How do you find the best bridge loans? The best way to start is by learning everything you can about this interesting mortgage loan option. In this expert interview, Certified Mortgage Planning Specialist Scott Yonehiro explains everything you need to know about the basic details surrounding the best bridge loans available.
What is a bridge loan?
A bridge loan is a short term loan not to exceed two years and is utilized temporarily to deal with pressing financial obligations until permanent financing can be secured. Bridge loans are generally accompanied by high interest rates (ranging from between 12% to 18%). A bridge loan is also generally secured by real estate or some other form of collateral such as business inventory and stocks.
What types of fees are involved with a bridge loan?
Depending on the loan amount of the required bridge loan, fees can run as high as 5 to 7 percentage points. Of course if the bridge loan needed is a very large amount - say $1,000,0000 plus - then the points charged would decrease to closer to 2 ½ to 3 ½ percentage points. Regardless of loan amount, bridge loans, by their very nature, don't come cheap.
What are some alternatives to a bridge loan?
Depending on the borrower's unique circumstances possible alternatives to obtaining bridge loans would include selling company stock, selling equity shares of a company, or selling real estate. Most alternatives will have some negative drawbacks, so borrowers need to weigh all considerations carefully as all alternatives may have strong implications on the borrower's overall financial goals.
What is the advantage of using a broker to find the best bridge loan available?
A seasoned and experienced broker will have several relationships with both large and small private investors who provide bridge loans. These relationships are the key to getting the best rate and cost since the broker who has built them will be able to shop for the loan for the borrower. A broker's experience in negotiating on behalf of their client lends itself to encouraging investors to be competitive. Shopping for a bridge loan without an experienced broker working as your advocate is risky; I wouldn't advise it.
What is the difference between an open and a closed bridge loan?

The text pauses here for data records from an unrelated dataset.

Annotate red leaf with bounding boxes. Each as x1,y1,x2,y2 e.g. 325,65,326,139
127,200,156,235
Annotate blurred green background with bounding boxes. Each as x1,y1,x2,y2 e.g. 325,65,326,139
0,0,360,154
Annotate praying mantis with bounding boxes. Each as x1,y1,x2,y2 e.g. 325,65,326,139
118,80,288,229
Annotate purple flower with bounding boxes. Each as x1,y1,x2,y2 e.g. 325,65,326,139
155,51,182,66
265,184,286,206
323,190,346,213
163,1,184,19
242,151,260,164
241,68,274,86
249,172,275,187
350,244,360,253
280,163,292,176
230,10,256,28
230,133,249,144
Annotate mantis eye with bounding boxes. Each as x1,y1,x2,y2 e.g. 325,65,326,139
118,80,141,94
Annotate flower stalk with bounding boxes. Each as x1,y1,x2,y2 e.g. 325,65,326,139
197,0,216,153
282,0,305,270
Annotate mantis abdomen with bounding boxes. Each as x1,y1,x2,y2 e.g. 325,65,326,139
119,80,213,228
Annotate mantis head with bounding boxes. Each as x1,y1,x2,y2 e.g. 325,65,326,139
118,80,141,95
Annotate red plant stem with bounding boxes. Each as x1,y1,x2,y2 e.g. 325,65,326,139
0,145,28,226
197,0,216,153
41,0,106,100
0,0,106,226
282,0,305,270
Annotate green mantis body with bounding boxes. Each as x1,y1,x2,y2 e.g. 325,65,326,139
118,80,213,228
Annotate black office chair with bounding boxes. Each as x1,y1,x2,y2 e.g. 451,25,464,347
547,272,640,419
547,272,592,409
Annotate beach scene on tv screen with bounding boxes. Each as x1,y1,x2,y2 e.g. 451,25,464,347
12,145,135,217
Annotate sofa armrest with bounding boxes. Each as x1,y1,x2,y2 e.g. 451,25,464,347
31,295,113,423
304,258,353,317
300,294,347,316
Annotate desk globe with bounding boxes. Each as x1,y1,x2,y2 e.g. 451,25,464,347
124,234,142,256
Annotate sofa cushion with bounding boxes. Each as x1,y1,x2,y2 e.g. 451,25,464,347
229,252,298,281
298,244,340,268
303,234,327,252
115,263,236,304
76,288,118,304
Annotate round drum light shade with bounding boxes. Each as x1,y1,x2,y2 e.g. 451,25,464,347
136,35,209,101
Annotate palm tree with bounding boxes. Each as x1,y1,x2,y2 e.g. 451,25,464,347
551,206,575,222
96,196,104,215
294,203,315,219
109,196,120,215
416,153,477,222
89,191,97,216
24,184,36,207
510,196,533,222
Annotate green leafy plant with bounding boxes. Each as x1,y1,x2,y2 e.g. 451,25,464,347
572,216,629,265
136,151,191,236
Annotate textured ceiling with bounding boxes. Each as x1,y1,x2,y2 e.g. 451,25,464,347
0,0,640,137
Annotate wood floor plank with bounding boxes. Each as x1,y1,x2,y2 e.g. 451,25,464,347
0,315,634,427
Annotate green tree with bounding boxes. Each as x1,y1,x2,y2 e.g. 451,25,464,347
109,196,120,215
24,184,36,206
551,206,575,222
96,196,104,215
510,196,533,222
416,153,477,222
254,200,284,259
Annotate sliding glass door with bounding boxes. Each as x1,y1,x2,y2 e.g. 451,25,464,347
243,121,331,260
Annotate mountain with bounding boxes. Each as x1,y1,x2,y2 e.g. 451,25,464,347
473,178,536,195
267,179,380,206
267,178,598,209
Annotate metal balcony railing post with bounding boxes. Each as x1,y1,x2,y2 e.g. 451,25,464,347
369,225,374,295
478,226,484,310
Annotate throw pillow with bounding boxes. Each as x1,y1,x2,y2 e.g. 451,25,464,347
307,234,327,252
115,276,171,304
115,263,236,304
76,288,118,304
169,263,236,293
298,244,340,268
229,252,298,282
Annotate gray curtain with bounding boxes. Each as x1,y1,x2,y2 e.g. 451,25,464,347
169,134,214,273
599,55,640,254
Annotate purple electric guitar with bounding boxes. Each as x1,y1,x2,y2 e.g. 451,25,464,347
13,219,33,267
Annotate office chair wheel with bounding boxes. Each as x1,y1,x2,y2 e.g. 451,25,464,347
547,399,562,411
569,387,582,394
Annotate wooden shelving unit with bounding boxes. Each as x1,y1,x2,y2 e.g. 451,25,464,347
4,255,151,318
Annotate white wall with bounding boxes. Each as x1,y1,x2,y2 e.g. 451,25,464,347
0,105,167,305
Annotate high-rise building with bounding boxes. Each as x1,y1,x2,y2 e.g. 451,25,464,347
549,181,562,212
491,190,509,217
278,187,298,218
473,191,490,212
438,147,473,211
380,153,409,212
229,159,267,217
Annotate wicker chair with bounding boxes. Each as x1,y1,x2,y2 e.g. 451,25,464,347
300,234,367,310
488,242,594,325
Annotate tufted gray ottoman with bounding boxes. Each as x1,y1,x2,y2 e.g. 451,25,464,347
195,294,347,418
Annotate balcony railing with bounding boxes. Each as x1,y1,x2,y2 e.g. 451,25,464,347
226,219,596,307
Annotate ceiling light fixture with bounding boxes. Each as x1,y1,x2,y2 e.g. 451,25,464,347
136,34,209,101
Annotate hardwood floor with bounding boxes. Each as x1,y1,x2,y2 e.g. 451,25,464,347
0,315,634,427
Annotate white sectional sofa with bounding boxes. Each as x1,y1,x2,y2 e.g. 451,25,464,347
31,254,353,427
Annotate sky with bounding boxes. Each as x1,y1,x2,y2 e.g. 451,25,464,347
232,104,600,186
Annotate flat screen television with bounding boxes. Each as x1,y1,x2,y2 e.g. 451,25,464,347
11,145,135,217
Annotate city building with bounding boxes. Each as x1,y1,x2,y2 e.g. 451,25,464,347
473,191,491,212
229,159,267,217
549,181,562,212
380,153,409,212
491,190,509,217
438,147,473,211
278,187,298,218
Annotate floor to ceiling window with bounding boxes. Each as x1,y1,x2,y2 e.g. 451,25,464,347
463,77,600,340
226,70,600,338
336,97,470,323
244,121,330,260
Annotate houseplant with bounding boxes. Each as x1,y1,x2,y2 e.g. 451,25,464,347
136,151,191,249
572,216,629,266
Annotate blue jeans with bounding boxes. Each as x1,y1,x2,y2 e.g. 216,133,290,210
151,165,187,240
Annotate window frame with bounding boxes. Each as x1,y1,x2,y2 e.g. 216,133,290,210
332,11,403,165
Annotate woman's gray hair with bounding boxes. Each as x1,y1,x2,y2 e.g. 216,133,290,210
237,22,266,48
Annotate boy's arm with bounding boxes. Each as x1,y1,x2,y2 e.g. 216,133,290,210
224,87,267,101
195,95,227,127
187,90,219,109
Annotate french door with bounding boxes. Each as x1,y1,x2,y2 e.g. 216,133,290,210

An open bridge loan may have a prepayment penalty affixed, which may sway the borrower from paying it off too early. However, a closed bridge loan will have not only a prepayment penalty, but a closed transaction cost as well. A prepayment penalty can vary from a cost of six months worth of intended interest payments to a total percentage of the loan amount, which may vary between 3% to 5%. A closed transaction fee is much more severe. In the case of a borrower breaking the term of closed bridge loan, the borrower must then pay the full amount of future intended payments the lender was entitled to receive for the agreed upon time frame of the loan.
What do people need to know before applying for a bridge loan?
Bridge loans are intended for short term stabilization during a gap of financing so borrowers need to remember to keep it that way. Bridge loans, whether open or closed, are not for the faint of heart. If you find an experienced broker they will be able to properly shop for you and find the best options and solutions for your unique situation. Above all else though, it's important to remember that these loans need to be viewed as temporary solutions until a permanent solution can be found.
LoveToKnow Mortgage would like to thank Scott Yonehiro for taking the time to share his expertise about bridge loans, and wishes him continued success.